For one of my uni projects, part of my contribution was to set up a debian virtual machine. The setup of this machine was very similar to my kali installation earlier on this blog. However, this machine should be vulnerable, so I disabled a very important feature: ASLR.
Address space randomized layout basically means memory addresses and locations get randomized.
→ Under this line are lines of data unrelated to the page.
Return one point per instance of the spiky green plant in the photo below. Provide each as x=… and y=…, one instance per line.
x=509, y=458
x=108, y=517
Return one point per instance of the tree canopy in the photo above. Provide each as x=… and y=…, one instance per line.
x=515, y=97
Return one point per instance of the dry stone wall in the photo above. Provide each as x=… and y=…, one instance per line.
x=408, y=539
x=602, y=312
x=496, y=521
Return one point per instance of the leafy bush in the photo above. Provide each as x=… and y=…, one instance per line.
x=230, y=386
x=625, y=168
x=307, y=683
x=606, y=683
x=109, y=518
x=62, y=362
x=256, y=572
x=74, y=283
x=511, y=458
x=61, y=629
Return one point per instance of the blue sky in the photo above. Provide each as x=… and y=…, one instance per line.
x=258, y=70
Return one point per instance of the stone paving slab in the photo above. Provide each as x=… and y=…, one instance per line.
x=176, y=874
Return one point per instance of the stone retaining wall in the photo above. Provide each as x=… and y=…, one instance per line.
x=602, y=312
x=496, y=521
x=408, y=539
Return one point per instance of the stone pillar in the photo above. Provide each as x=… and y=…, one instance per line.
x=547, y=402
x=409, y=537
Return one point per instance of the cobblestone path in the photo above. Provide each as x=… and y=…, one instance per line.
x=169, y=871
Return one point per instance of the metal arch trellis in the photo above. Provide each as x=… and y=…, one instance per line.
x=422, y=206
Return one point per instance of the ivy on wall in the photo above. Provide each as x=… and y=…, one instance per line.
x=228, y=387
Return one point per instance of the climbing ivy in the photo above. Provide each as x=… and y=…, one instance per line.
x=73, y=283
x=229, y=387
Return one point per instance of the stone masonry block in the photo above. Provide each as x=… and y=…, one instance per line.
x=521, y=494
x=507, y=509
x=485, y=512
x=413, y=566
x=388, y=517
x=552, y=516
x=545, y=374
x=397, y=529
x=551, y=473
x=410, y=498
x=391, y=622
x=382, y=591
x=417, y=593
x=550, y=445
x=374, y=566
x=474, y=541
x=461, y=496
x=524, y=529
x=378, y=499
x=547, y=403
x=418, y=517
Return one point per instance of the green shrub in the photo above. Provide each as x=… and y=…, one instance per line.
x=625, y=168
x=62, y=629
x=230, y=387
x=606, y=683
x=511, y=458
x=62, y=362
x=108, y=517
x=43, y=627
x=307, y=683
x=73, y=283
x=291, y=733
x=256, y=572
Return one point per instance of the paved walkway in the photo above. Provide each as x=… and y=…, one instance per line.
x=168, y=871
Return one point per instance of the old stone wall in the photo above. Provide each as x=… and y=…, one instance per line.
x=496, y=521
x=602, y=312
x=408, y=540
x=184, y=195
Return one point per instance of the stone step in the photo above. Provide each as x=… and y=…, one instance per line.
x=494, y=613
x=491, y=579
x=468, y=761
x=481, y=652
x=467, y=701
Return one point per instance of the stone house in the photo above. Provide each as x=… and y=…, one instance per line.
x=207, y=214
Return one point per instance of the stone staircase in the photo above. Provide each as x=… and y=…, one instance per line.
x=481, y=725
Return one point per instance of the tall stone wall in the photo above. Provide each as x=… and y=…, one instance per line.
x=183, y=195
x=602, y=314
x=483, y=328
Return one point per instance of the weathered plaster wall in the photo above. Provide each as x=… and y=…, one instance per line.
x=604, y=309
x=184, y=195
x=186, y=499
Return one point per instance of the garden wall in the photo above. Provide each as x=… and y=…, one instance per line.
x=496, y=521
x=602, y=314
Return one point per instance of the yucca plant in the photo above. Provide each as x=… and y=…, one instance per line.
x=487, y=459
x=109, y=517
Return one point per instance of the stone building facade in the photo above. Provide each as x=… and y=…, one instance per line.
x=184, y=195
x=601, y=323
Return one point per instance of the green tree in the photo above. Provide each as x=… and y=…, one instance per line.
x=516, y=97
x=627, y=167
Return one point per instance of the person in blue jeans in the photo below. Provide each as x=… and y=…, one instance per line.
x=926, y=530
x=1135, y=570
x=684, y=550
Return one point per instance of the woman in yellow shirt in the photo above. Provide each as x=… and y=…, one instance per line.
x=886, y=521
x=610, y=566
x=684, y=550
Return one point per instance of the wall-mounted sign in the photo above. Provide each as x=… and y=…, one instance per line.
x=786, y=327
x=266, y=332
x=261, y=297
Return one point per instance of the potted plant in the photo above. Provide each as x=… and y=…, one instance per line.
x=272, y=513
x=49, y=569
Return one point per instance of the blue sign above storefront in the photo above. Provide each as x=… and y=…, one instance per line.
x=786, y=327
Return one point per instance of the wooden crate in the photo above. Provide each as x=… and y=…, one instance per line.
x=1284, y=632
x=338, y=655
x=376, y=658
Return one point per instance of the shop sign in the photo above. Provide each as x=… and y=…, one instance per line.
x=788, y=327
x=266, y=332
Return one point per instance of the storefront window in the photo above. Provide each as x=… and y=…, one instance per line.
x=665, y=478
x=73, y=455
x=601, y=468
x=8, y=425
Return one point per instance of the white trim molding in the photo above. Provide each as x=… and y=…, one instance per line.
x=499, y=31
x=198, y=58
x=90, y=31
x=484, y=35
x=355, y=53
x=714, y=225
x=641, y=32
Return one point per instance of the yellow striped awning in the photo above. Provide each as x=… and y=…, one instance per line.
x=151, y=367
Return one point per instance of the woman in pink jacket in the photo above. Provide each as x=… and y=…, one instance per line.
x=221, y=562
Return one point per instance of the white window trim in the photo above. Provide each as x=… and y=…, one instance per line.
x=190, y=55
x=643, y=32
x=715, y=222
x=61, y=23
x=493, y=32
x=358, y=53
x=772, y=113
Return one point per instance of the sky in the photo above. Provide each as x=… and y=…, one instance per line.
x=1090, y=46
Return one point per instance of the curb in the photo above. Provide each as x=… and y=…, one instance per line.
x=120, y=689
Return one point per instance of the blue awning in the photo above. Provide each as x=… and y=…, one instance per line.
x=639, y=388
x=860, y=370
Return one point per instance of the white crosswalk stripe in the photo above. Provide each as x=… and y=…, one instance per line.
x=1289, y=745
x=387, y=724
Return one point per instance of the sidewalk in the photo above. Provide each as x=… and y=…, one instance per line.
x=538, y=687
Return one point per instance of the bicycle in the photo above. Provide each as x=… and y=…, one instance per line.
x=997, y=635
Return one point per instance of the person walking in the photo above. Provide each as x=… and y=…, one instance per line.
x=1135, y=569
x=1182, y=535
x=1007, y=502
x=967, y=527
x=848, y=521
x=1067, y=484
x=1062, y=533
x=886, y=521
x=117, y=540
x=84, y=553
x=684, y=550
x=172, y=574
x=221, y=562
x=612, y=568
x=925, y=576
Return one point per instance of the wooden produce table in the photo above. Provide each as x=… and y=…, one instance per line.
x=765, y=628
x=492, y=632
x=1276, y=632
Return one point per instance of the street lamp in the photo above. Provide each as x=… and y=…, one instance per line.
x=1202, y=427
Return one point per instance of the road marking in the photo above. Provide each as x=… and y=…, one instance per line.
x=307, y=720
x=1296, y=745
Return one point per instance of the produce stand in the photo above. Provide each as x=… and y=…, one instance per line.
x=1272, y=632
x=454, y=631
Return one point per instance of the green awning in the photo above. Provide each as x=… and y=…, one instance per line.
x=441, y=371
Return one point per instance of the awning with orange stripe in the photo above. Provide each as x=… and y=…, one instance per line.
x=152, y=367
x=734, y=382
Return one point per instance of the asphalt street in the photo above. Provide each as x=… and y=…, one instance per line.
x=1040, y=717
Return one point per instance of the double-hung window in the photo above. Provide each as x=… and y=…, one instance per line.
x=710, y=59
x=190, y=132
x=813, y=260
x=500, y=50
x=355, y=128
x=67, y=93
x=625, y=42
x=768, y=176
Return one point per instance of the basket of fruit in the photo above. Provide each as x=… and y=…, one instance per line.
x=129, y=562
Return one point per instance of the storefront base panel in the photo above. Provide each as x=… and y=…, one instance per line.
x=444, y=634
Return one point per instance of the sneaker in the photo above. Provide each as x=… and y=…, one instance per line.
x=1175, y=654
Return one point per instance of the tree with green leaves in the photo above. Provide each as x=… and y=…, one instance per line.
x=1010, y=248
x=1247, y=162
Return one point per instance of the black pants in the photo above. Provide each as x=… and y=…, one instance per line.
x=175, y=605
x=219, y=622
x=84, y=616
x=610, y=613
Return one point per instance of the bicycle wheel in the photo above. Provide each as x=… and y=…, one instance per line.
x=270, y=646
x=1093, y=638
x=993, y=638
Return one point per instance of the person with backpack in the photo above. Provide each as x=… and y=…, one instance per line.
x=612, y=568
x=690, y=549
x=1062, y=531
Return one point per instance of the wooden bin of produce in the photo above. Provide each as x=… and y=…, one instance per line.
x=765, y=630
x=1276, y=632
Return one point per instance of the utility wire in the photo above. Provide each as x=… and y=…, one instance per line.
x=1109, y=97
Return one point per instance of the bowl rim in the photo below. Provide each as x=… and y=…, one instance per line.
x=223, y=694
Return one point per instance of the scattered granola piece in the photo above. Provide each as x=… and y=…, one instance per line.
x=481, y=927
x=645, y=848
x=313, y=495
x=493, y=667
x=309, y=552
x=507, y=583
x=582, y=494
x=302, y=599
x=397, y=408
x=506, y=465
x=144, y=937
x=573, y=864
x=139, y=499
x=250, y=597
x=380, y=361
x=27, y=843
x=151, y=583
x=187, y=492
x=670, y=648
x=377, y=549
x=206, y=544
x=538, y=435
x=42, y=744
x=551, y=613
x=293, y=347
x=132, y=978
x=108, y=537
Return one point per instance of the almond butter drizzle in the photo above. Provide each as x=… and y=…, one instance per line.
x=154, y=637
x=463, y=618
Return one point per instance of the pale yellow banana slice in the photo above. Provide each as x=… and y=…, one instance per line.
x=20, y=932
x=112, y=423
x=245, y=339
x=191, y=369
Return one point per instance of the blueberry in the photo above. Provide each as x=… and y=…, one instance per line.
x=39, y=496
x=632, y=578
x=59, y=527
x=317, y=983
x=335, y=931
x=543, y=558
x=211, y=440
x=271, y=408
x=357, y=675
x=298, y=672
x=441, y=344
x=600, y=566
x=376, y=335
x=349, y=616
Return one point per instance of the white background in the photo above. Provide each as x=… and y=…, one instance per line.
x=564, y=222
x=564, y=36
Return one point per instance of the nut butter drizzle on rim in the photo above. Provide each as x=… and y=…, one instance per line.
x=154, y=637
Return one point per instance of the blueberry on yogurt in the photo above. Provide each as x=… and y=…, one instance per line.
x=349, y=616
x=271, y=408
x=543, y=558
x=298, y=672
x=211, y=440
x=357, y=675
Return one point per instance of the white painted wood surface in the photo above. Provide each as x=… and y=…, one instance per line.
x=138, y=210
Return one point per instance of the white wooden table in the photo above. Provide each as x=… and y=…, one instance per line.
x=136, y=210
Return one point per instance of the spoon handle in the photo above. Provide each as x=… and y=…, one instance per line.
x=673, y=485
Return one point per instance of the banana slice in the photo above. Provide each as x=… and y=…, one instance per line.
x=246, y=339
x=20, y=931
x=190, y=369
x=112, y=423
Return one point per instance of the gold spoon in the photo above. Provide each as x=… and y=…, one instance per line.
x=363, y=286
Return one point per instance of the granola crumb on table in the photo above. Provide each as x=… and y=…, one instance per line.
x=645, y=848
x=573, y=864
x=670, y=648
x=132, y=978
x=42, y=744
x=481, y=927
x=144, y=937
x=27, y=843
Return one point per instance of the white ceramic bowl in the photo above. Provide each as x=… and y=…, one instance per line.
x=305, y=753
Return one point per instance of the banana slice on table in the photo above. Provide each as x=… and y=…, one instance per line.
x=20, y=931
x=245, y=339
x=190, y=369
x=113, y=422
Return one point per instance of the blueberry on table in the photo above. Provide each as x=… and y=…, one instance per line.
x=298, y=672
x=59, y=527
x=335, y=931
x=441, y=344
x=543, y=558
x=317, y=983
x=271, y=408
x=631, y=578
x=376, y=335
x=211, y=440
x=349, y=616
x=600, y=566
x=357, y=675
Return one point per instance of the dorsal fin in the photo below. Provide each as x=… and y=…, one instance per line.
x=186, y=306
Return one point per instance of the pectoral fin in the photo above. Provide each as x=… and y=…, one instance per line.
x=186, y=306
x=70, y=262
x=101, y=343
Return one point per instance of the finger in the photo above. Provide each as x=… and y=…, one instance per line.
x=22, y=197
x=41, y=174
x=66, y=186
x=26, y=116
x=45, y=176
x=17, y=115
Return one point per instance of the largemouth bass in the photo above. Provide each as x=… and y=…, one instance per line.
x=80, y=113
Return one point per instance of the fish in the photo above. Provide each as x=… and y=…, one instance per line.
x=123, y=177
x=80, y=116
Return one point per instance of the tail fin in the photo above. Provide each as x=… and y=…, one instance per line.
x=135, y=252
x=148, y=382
This stops an everyday hacker from knowing the locations of executable code that get loaded from the OS in memory; in turn, this means it makes it harder for a hacker to "get shell". This makes something called 'zero-day-attacks' harder; a vulnerability in a OS could be discovered, but the user would not know how to access where that vulnerability was loaded into memory.
I have specifically turned this feature off in a debian machine, but nearly every operating system today will use this feature to prevent hackers from very simple exploits such as dropping a shell, buffer overflows and buffer underflows.
To turn this feature off on a linux installtion, you can follow these steps I found off the internet:
- Open a terminal
- "su" to switch to the super user
- "nano /etc/sysctl.conf"
- at the very end of that text file add "kernel.randomize_va_space=0"
- hit 'ctrl+x' and hit y to save and then hit enter to save
- back in your terminal window type "sysctl -p"
It's now turned off permanently. As well as being useful for hacking, this can also be useful for debugging your programs as variables in your programs should be given the same location and you can directly see their values in memory!